Uma mudança discreta na entonação da voz.

Uma pessoa demonstrando impaciência sem dizer diretamente que está incomodada.

Grande parte das nossas interações depende de informações que nunca são expressas de maneira explícita. O cérebro observa rostos, gestos, tons de voz e contexto para tentar compreender o que as outras pessoas estão sentindo e quais são suas intenções.

Essa habilidade faz parte da chamada cognição social.

Em pessoas com esquizofrenia, alguns desses processos podem apresentar alterações. Pesquisas sobre o tema mostram dificuldades particularmente em capacidades como reconhecimento de emoções e interpretação dos estados mentais de outras pessoas.
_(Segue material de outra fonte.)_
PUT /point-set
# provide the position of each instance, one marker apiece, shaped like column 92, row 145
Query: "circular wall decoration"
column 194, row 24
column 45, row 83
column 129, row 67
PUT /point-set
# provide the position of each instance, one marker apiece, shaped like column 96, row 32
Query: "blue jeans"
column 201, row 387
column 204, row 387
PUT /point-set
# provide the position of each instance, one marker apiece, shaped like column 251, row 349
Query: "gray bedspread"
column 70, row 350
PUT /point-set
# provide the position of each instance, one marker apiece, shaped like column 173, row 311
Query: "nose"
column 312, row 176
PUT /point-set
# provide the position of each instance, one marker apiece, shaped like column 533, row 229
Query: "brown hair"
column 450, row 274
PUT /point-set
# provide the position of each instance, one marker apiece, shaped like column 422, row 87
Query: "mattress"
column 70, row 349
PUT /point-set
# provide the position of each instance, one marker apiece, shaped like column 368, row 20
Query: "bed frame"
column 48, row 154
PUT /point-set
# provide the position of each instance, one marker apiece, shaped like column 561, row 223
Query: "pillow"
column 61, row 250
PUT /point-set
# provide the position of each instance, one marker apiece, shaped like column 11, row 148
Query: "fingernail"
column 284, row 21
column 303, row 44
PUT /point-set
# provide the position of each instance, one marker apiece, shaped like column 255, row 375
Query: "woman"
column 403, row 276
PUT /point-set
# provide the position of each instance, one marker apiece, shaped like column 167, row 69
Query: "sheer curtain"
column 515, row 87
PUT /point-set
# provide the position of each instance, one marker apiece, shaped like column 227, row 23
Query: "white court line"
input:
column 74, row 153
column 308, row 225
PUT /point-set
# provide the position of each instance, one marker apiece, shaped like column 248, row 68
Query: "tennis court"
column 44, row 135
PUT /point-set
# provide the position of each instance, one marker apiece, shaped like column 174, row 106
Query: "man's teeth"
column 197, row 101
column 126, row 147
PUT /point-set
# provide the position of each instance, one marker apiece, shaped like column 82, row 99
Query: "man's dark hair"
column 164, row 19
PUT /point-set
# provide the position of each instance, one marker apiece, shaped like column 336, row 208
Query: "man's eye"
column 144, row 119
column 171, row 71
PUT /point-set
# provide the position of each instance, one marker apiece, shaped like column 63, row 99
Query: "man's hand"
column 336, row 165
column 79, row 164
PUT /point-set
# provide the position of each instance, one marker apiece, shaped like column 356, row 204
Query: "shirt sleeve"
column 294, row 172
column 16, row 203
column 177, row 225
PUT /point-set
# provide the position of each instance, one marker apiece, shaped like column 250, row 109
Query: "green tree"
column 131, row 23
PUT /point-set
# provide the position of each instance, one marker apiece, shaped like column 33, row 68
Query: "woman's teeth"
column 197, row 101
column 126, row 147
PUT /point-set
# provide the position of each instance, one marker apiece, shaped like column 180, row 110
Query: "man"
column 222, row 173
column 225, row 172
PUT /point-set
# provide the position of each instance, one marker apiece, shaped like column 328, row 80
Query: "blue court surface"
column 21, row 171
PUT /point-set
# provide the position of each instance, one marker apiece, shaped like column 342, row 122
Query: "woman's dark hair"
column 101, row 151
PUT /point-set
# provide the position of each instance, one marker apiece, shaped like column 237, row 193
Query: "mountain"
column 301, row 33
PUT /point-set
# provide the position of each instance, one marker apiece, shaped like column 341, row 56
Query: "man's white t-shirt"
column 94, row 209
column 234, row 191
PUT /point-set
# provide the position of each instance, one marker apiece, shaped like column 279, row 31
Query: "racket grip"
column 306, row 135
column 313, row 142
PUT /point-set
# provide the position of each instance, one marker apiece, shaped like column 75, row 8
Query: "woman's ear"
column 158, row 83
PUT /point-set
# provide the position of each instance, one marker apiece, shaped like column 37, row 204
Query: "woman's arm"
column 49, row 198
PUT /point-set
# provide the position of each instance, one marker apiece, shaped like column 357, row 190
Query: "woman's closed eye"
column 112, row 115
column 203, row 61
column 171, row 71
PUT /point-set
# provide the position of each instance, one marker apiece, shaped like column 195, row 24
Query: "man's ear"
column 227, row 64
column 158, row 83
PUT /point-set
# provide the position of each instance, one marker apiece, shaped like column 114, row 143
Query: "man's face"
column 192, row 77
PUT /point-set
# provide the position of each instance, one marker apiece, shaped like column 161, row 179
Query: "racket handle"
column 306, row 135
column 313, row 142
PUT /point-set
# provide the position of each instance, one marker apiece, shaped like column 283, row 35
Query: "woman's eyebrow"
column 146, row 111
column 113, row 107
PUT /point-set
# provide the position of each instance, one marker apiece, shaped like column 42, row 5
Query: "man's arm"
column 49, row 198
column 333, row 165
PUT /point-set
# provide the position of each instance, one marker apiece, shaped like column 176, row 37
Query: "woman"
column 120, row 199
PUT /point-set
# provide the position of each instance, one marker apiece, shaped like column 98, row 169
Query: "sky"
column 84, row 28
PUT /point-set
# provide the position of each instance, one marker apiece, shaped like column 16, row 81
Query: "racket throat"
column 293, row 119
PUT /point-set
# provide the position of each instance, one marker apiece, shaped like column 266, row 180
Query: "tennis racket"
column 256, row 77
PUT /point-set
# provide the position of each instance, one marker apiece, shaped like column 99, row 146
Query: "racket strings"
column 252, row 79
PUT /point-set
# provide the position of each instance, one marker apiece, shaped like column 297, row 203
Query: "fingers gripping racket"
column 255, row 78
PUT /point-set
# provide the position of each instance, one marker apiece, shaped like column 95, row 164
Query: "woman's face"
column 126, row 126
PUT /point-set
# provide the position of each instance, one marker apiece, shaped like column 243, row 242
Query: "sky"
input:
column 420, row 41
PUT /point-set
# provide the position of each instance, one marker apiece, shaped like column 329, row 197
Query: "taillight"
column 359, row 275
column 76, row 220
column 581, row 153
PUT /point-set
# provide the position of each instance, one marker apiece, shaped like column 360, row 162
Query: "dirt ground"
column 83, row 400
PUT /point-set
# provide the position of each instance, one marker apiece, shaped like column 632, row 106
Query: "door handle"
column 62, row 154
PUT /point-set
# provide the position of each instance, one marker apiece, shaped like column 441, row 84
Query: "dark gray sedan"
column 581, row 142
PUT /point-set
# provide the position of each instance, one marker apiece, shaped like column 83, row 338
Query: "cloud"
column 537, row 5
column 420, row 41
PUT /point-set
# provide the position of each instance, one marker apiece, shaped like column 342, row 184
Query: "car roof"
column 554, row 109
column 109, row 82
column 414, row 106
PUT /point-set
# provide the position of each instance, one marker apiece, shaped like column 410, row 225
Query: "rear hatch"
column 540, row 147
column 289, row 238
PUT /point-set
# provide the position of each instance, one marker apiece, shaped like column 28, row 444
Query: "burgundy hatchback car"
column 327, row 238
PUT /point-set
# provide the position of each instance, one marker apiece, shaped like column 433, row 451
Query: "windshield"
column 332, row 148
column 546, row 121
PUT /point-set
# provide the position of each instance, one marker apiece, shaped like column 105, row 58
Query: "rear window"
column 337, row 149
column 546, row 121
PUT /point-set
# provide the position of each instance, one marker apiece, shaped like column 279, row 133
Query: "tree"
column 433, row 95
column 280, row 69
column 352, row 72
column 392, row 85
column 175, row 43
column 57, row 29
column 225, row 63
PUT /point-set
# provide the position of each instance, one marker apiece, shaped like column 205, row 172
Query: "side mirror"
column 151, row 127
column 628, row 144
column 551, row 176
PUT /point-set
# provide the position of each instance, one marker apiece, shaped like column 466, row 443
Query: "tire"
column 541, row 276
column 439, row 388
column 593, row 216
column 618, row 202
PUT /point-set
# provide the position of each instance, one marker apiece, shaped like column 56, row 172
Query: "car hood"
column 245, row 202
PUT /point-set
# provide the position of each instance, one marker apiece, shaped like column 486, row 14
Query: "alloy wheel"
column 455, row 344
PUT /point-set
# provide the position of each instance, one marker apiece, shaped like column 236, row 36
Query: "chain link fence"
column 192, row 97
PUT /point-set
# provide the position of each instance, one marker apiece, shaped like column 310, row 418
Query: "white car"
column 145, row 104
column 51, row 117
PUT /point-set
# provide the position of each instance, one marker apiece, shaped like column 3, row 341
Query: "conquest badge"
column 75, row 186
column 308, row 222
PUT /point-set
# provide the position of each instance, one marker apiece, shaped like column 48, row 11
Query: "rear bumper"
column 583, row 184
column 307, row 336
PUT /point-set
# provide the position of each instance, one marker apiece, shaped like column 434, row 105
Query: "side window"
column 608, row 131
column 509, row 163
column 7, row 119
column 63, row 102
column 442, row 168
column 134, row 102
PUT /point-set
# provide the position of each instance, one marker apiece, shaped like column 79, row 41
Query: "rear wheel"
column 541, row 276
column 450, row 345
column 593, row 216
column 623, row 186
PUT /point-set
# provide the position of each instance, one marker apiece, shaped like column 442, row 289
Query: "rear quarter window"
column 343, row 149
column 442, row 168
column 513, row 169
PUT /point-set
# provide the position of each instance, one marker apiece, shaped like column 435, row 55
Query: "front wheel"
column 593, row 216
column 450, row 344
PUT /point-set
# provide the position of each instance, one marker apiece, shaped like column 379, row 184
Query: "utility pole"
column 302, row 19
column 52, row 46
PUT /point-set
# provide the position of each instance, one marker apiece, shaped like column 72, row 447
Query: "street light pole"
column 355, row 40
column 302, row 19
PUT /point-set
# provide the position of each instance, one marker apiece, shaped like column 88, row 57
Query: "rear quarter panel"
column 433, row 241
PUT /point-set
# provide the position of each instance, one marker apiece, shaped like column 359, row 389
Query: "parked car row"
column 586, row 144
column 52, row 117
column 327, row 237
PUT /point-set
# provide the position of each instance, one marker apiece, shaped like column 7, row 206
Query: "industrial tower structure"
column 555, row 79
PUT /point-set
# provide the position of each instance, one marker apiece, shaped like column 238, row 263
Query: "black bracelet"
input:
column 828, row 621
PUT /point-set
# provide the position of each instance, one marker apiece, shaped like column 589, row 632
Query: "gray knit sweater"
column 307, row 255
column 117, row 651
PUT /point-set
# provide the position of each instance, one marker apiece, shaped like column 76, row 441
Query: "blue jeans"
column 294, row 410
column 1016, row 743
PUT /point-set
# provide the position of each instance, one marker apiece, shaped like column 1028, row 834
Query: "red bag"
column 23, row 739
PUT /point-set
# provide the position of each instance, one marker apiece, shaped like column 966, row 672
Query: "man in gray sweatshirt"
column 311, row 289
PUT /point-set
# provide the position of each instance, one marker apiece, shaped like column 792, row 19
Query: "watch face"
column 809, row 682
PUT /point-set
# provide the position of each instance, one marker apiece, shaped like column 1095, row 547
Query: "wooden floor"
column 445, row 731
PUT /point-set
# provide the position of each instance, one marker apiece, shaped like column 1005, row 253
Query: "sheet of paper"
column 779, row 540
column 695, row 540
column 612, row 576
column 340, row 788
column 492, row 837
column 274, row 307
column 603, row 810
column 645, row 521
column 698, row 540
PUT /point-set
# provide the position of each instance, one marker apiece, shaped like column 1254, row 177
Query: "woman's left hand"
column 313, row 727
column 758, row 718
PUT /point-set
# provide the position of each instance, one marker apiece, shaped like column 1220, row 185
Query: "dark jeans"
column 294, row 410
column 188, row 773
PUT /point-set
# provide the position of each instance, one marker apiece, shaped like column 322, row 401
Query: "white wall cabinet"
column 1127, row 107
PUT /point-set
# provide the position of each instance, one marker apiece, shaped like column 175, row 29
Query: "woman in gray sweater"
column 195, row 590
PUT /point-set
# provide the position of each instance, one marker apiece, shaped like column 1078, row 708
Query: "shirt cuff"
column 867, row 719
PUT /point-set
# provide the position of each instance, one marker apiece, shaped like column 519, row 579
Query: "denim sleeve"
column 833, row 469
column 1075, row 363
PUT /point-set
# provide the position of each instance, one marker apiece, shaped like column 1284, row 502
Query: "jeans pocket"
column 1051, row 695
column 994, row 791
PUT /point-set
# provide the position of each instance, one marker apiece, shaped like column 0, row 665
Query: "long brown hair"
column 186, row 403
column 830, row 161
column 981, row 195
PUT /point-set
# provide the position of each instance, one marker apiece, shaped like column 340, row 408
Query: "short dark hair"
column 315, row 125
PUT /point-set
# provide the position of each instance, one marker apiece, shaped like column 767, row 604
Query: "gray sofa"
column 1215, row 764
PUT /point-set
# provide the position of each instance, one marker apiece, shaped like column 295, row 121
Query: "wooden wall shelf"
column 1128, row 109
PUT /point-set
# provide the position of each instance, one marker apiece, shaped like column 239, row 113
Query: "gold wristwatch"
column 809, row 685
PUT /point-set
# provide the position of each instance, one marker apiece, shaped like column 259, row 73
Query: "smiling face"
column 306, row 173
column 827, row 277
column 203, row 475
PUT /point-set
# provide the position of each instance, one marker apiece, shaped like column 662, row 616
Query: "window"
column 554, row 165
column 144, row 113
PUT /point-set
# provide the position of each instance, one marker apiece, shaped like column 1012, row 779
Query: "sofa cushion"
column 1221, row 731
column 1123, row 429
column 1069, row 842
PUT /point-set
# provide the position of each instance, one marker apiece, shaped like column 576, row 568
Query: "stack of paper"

Isso pode ajudar a compreender por que determinadas situações sociais se tornam cansativas, confusas ou sujeitas a mal-entendidos.

O que é cognição social?

Cognição social é um conjunto de habilidades mentais utilizadas para compreender outras pessoas e participar das relações sociais.

Ela envolve, por exemplo:

  • reconhecer emoções em expressões faciais;
  • perceber emoções pelo tom de voz;
  • compreender regras e pistas sociais;
  • interpretar intenções;
  • imaginar o que outra pessoa pode estar pensando;
  • ajustar o comportamento ao contexto.

Fazemos isso tantas vezes ao dia que quase nunca percebemos.

Quando alguém cruza os braços, muda de expressão e responde de forma curta, por exemplo, somos capazes de reunir essas pistas e levantar hipóteses sobre seu estado emocional.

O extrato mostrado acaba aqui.